Off-topic discussion. Wanna talk about corsets, duct tape, or physics? This is the place. Detailed discussion of any current-season TV must be whitefonted.


tommyrot - Oct 01, 2008 12:14:59 pm PDT #1719 of 10001
Sir, it's not an offence to let your cat eat your bacon. Okay? And we don't arrest cats, I'm very sorry.

What Europeans think of the US these days. OK, what Germans think. Ok, what Spiegel Online thinks: America Loses Its Dominant Economic Role

This is no longer the muscular and arrogant United States the world knows, the superpower that sets the rules for everyone else and that considers its way of thinking and doing business to be the only road to success.

A new America is on display, a country that no longer trusts its old values and its elites even less: the politicians, who failed to see the problems on the horizon, and the economic leaders, who tried to sell a fictitious world of prosperity to Americans.

Also on display is the end of arrogance. The Americans are now paying the price for their pride.

Gone are the days when the US could go into debt with abandon, without considering who would end up footing the bill. And gone are the days when it could impose its economic rules of engagement on the rest of the world, rules that emphasized profit above all else -- without ever considering that such returns cannot be achieved by doing business in a respectable way.

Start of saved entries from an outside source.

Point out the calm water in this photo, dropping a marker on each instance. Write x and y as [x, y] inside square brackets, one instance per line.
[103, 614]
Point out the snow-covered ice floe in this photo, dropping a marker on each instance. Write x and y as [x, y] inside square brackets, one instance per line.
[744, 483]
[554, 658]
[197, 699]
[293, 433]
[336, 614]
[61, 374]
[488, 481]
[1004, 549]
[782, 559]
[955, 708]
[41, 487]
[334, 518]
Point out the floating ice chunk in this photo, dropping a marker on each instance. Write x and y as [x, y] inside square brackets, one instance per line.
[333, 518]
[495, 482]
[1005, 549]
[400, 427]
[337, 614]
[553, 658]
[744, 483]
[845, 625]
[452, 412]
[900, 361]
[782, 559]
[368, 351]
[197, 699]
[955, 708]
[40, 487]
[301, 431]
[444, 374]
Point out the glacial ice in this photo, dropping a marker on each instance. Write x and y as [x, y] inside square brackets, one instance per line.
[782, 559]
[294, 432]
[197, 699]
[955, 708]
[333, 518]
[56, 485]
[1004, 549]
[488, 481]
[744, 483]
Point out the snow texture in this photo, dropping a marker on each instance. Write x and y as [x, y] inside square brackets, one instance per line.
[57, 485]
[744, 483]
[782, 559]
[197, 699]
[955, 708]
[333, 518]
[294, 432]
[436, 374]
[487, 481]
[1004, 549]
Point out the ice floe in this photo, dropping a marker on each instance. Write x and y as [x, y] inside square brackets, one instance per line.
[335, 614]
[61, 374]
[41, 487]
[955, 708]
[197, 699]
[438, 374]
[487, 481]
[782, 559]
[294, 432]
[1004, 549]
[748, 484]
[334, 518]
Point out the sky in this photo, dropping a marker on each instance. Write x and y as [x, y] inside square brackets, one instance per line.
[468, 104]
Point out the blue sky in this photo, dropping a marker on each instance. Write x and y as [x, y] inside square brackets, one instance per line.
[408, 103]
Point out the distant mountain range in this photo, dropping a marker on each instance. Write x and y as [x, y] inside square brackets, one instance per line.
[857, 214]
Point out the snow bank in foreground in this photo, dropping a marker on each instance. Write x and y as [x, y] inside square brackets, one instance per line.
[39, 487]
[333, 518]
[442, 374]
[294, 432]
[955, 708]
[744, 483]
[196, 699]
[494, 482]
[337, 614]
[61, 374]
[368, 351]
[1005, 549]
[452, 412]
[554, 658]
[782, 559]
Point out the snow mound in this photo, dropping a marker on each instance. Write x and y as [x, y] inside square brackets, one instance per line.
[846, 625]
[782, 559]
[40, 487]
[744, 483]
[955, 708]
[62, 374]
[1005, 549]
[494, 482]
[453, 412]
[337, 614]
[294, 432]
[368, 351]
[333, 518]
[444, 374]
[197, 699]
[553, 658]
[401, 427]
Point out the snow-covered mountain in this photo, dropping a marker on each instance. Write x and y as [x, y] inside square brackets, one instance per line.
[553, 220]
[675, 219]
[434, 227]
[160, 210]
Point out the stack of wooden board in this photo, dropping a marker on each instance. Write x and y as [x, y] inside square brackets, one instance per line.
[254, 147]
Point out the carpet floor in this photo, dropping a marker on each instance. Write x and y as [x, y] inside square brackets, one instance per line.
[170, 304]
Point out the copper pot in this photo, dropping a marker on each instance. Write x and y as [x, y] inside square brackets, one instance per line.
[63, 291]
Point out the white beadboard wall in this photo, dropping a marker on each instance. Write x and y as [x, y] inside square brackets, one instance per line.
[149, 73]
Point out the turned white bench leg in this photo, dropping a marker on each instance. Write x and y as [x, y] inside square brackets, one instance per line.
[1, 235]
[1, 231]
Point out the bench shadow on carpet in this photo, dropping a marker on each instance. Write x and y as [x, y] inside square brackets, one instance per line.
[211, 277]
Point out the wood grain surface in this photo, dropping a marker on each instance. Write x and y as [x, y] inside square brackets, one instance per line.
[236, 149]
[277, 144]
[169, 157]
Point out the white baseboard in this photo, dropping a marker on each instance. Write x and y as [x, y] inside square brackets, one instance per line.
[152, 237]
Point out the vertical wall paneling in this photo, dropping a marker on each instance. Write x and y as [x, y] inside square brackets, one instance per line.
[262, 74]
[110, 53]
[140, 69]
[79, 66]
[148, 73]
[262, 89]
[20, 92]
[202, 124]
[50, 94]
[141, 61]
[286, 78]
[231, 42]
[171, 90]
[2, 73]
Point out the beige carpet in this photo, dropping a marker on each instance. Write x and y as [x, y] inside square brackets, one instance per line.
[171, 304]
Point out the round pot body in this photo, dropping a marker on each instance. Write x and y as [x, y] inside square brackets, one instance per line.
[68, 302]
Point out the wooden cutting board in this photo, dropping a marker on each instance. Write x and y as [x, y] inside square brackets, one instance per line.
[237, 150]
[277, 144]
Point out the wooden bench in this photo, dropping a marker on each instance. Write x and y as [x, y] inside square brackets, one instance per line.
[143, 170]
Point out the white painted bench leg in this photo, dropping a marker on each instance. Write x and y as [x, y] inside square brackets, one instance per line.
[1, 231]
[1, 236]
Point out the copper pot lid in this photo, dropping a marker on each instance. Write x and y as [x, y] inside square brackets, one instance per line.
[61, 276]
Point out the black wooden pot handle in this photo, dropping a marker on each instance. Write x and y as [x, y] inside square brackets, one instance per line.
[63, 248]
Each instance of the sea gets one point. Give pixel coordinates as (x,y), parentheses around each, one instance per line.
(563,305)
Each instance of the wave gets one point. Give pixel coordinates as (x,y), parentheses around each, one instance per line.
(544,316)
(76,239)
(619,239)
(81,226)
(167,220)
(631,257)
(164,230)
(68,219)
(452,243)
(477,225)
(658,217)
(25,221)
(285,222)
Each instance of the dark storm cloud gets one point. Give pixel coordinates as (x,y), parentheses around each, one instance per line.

With its rule of three of cheap money, free markets and double-digit profit margins, American turbo-capitalism has set economic standards worldwide for the past quarter century. Now it is proving to be nothing but a giant snowball system, upsetting the US's global political status as it comes crashing down. Every bank that US Treasury Secretary Henry Paulson is currently forced to bail out with American government funds damages America's reputation around the world.

Of course, it is not solely the result of undesirable economic developments that the United States is in the process of forfeiting its unique position in the world and that the world is moving toward what Fareed Zakaria, editor of Newsweek International, calls a "post-American age." Washington has also lost much of its political ability to impose its will on other countries.


Glamcookie - Oct 01, 2008 12:17:38 pm PDT #1720 of 10001
I know my own heart and understand my fellow man. But I am made unlike anyone I have ever met. I dare to say I am like no one in the whole world. - Anne Lister

Me, age 6: [link]

Me, age 22 (most amusing to me): [link]


Cashmere - Oct 01, 2008 12:19:20 pm PDT #1721 of 10001
Now tagless for your comfort.

Scola is the cutest toddler I've ever seen!


Dana - Oct 01, 2008 12:20:07 pm PDT #1722 of 10001
I'm terrifically busy with my ennui.

In other "thank you Jesus, Buddha, and Zeus" news, our old house is sold. Completely done. Only took a week past the official closing date, and we kind of want to firebomb the buyer's realtor, but whatever. SOLD.


sumi - Oct 01, 2008 12:23:26 pm PDT #1723 of 10001
Art Crawl!!!

Woo hoo Dana on being done with the old house.


Jesse - Oct 01, 2008 12:25:34 pm PDT #1724 of 10001
Sometimes I trip on how happy we could be.

Phew!


SuziQ - Oct 01, 2008 12:26:06 pm PDT #1725 of 10001
Back tattoos of the mother is that you are absolutely right - Ame

Yay Dana!! Maybe it can be my turn now. Please?


lisah - Oct 01, 2008 12:27:53 pm PDT #1726 of 10001
Punishingly Intricate

Abby, age 3, with a blackmail worthy hairstyle.

Hair fountain! What cuties!

woohoo Dana!


JZ - Oct 01, 2008 12:31:24 pm PDT #1727 of 10001
See? I gave everybody here an opportunity to tell me what a bad person I am and nobody did, because I fuckin' rule.

Typo: My UC-issued W-2, uninformatively, just calls it an "Employer ID number'


Jesse - Oct 01, 2008 12:33:14 pm PDT #1728 of 10001
Sometimes I trip on how happy we could be.

I have nothing against a hair fountain! [link]

Also, EIN is the generic federal term for an organization's tax ID.